Berlin provides international filmmakers with a wealth of possibilitiesGenerous government-funding bodies. Top-notch yet affordable crews. State-of the-art facilities. Inexpensive housing and a cool, cosmopolitan vibe. When it comes to attracting international film shoots, Berlin and the surrounding state of Brandenburg have a lot going for them. But their secret weapon? A bend-over-backwards bureaucracy willing to go to (almost) any lengths to make sure you want to come back. Take just five recent examples of Berlin's "Yes We Can" attitude to accommodating shoots.
"Ninja Assassin" and the Victory Column
James McTeigue needed a big motorbike chase scene for his tentpole actioner. His idea: Shoot it at Berlin's Victory Column, the city's central traffic hub. City Hall's answer: "No problem!"
"I don't know any other major city in the world where they would agree to let you essentially gridlock the place for three days," says Markus Bensch, head of locations for "Assassin" co-producer Studio Babelsberg Motion Pictures. "But Berlin's politicians really understand how important film is for the city, both economically and as a prestige factor."
"The Reader" and Zehlendorf City Hall
While it was a breeze for Stephen Daldry to get space in an historic government building for the key trial scenes in "The Reader," he insisted the room had to have a balcony to facilitate particular camera angles. That left only one possibility: the still very much in use city hall in the southwest district of Zehlendorf. But again, art trumped politics. Government and opposition partiers agreed to clear their legislative chambers for the duration. "It was quite amazing, really," says Bensch. "If any party had said no, it wouldn't have worked."
"Valkyrie" and the Bendlerblock
OK, so it wasn't the smoothest of shoots. Lost footage, crew injuries and a firestorm of controversy around the casting of Tom Cruise to play would-be Hitler assassin Claus Schenk von Stauffenberg. But in the end, Berlin gave director Bryan Singer everything he asked for, even permission to shoot at the famed Bendlerblock, the location where Stauffenberg was executed. Singer could have done that closing scene on a soundstage, but then he would have known he'd faked it.

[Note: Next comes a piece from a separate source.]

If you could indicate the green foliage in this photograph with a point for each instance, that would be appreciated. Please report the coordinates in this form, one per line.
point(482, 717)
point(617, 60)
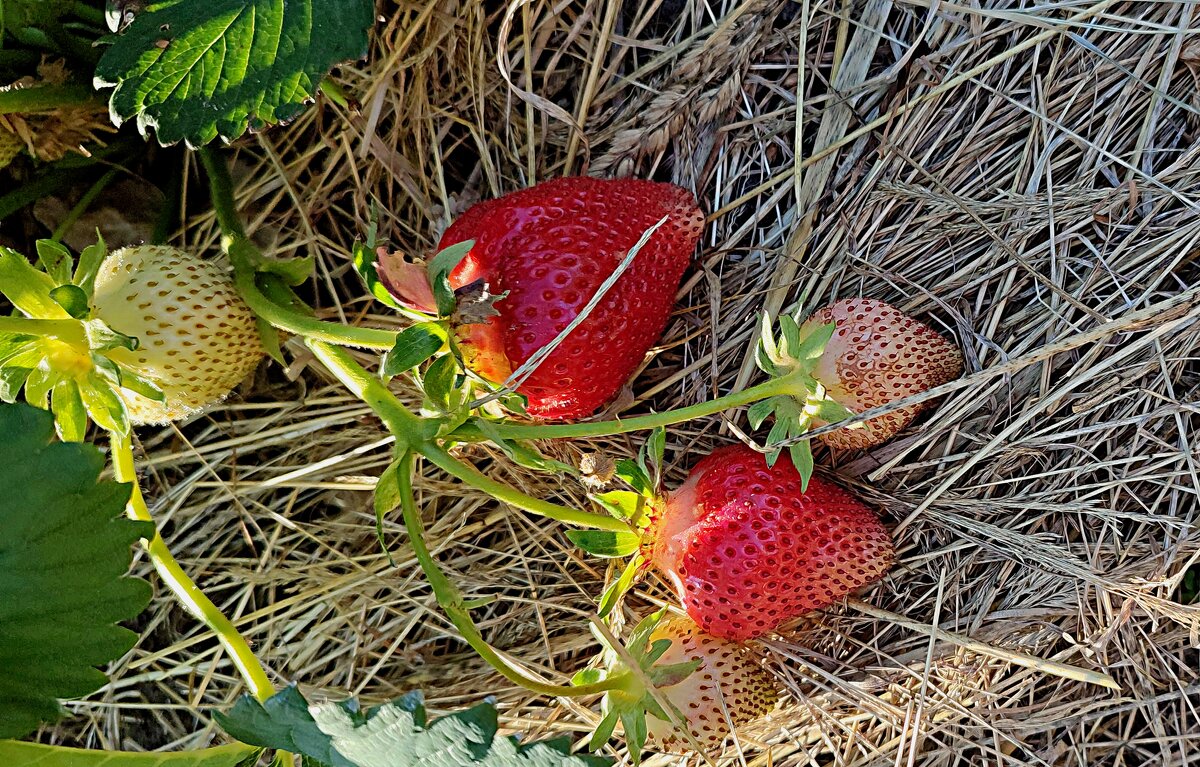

"The Bourne Supremacy" and the Tiergarten Tunnel
Arguably the film that established Berlin as an ultra-hip location. The German capital played itself, Naples, Amsterdam and, in the legendary Russian taxi chase scene, Moscow. City authorities let director Paul Greengrass shoot his elaborate car crunching sequences in Tiergarten Tunnel -- while it was still under construction and building crews worked a few feet away from the film set.
"Around the World In 80 Days" and the Gendarmenmarkt
Imagine going to mayor Bloomberg's office and asking for permission to shut down Times Square for two months. Well, that's essentially what Frank Coraci and Jackie Chan did in Berlin for the production of adventure comedy "Around the World in 80 Days." The city obliged, closing down the Gendarmenmarkt, Berlin's most picturesque square, for eight weeks while Coraci set up and shot one of the film's most elaborate set pieces.